Question

If $\int {{{\left( {\log x} \right)}^2}dx} = x.{\left( {f\left( x \right)} \right)^2} + Ax\left[ {f\left( x \right) - 1} \right] + c$ holds then choose the correct option.
1) $f\left( x \right) = \log x,A = 2$
2) $f\left( x \right) = \log x,A = - 2$
3) $f\left( x \right) = - \log x,A = 2$
4) $f\left( x \right) = - \log x,A = - 2$

Answer 1

Hint: This is a different type of problem but there is no change in the processes of solving this problem.
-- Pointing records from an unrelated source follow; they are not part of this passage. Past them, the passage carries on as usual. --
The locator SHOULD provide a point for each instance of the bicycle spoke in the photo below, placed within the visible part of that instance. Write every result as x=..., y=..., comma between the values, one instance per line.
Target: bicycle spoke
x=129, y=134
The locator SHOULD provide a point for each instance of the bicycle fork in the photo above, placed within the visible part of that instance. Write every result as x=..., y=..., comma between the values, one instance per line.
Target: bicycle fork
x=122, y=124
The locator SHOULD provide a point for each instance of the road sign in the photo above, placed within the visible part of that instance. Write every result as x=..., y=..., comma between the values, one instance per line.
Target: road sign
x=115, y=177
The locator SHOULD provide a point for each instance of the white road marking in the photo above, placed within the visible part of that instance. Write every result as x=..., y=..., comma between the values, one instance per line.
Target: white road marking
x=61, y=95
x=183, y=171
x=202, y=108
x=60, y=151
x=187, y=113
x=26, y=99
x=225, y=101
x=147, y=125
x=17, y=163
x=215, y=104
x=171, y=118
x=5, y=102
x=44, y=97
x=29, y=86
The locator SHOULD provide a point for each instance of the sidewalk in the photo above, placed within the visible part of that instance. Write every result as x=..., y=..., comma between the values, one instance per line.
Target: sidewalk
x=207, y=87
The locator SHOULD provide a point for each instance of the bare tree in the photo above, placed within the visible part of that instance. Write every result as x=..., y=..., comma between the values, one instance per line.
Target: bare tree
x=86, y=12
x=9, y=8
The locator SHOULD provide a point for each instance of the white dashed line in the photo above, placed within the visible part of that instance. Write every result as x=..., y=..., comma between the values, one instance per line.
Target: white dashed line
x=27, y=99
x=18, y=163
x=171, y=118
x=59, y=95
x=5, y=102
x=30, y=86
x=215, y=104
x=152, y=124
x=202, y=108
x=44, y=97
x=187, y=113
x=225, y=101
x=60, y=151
It is a similar way to finding $\int {\log xdx} $ . We first write the function into a function multiplied by one and expand it using the $u.v$ formula and then comparing it with the given function to get the correct option.

Complete step-by-step answer:
At first, let us find the value of $\int {{{\left( {\log x} \right)}^2}dx} $
We can write it as
$ \Rightarrow \int {{{\left( {\log x} \right)}^2}dx} = \int {{{\left( {\log x} \right)}^2}.1dx} $,
Now let us use the $u.v$ formula to the above equation, we get
$ \Rightarrow \int {{{\left( {\log x} \right)}^2}dx} = {\left( {\log x} \right)^2}.\int {1.dx - \int {\dfrac{d}{{dx}}{{\left( {\log x} \right)}^2}.\left( {\int {1.dx} } \right).} dx} $
We know that $\int {1.dx} = x$
By substituting it in the above equation we get,
$ \Rightarrow \int {{{\left( {\log x} \right)}^2}dx} = {\left( {\log x} \right)^2}.x - \int {\dfrac{d}{{dx}}{{\left( {\log x} \right)}^2}.x.} dx$
And we can have the $\dfrac{d}{{dx}}{\left( {\log x} \right)^2}$value using the chain rule
So, after using the chain rule we get,
$\dfrac{d}{{dx}}{\left( {\log x} \right)^2} = 2.\dfrac{{\log x}}{x}$.
By substituting the above value in the equation we get.
$ \Rightarrow \int {{{\left( {\log x} \right)}^2}dx} = x.{\left( {\log x} \right)^2} - \int {2.\dfrac{{\log x}}{x}.x.} dx$
We can cancel out the $x$in the second term.
After canceling it and getting two outside, we get
$ \Rightarrow \int {{{\left( {\log x} \right)}^2}dx} = x.{\left( {\log x} \right)^2} - 2.\int {\log x.} dx$,
Now we need to find the value of $\int {\log xdx} $
This is also done by the same method
$\int {\log xdx} = \int {\log x.1.dx} $,
$$ \Rightarrow \int {\log xdx} = \log x.\int {1.dx} - \int {\dfrac{d}{{dx}}\left( {\log x} \right).\int {1.dx} .dx} $$ ,
After substituting known values, we get
$$ \Rightarrow \int {\log xdx} = \log x.x - \int {\dfrac{1}{x}.x.dx} $$
$$ \Rightarrow \int {\log xdx} = x\log x - \int {1.dx} $$
$$ \Rightarrow \int {\log xdx} = x\log x - x$$
Now let us substitute the above value in the equation.
After substituting we get,
$ \Rightarrow \int {{{\left( {\log x} \right)}^2}dx} = x.{\left( {\log x} \right)^2} - 2\left( {x\log x - x} \right)$
We can take $x$ common from the second term
After taking common we get,
$ \Rightarrow \int {{{\left( {\log x} \right)}^2}dx} = x.{\left( {\log x} \right)^2} - 2.x.\left( {\log x - 1} \right) + c$ .
But given,
$\int {{{\left( {\log x} \right)}^2}dx} = x.{\left( {f\left( x \right)} \right)^2} + Ax\left[ {f\left( x \right) - 1} \right] + c$ ,
$ \Rightarrow x.{\left( {f\left( x \right)} \right)^2} + Ax\left[ {f\left( x \right) - 1} \right] + c = x.{\left( {\log x} \right)^2} - 2.x.\left( {\log x - 1} \right)$.
Therefore by comparing on both sides we get,
$f\left( x \right) = \log x,A = - 2$.
So, the correct option is 2.
So, the correct answer is “Option 2”.

Note: This is a type of problem that everyone should practice because it is tough to get an idea that we should apply the $u.v$ formula of integration by taking other functions as one. If we practiced this type of problem earlier then it is easy to get this idea in the time of the exam.